Often, grade school children cannot name their home states’ capitol, but they know exactly where the nearest McDonalds is located. The amount of control McDonalds has over some people, both kids and adults, is downright scary. Everything about their restaurants, the bright color schemes, the happy meal toys, the cartoon characters, the McDonald Land Playgrounds, are designed to attract children, and indoctrinate them. (When I pick up the Sunday circulars, and the toy stores are advertising the “McDonalds Play set”, complete with little child-size McDonalds uniforms, well, I’m sorry, but that smacks of an indoctrination, which would make Joseph Stalin smile. Remember, whoever controls youth, controls the future.)

Now, I must admit guilt. I have eaten my share of McDonalds food in my life. I am pleased to say I have not had any for two years. I have tried to encourage others to think about it, but all too frequently, the response is “well, I know it’s not really good for you, but I have kids, so I have to go there”. Yes indeed, advertising works. Oh sure, McDonalds has had a few failures, (The “Arch DeLuxe”, which was supposed to attract adult customers.) and sometimes, a nice scandal (The deep fried chicken head, which turned up in a customer’s order of wings. But things such as that just bounce right off Ronald McDonald. Any bad news involving any fast food chain, is quickly “spun” by company officials, and the customers are back, usually the next day. Nope, Ronald can do no wrong, almost as though he was the leader of a religious cult.

If you want some real insight into just how fast food outfits have successfully messed with the minds of so many people, then read “Fast Food Nation”, by journalist Eric Schlosser. After reading this work, Your attitude toward Ronald and the Hamburglar may change. This book is not for the faint of heart, and I’m not talking about Schlosser’s description of what happens inside a commercial slaughterhouse. Consider yourself warned.

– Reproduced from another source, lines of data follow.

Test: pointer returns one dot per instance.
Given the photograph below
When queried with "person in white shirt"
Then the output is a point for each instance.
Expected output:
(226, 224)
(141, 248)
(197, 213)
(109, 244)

So, let’s see, a new ad for Apple: I know, how about bond, playing “Victory”, in some sort of futuristic city, on a hazy, eerie night? The picture is intense, powerful, and the sound is full and rich, not boomy. The camera slowly zooms backward to reveal that it’s a QuickTime movie playing on a new iMac, with a rich, powerful sound system. And the person operating the iMac is…..Ellen Feiss? Anyone have Ridley Scotts’ phone number?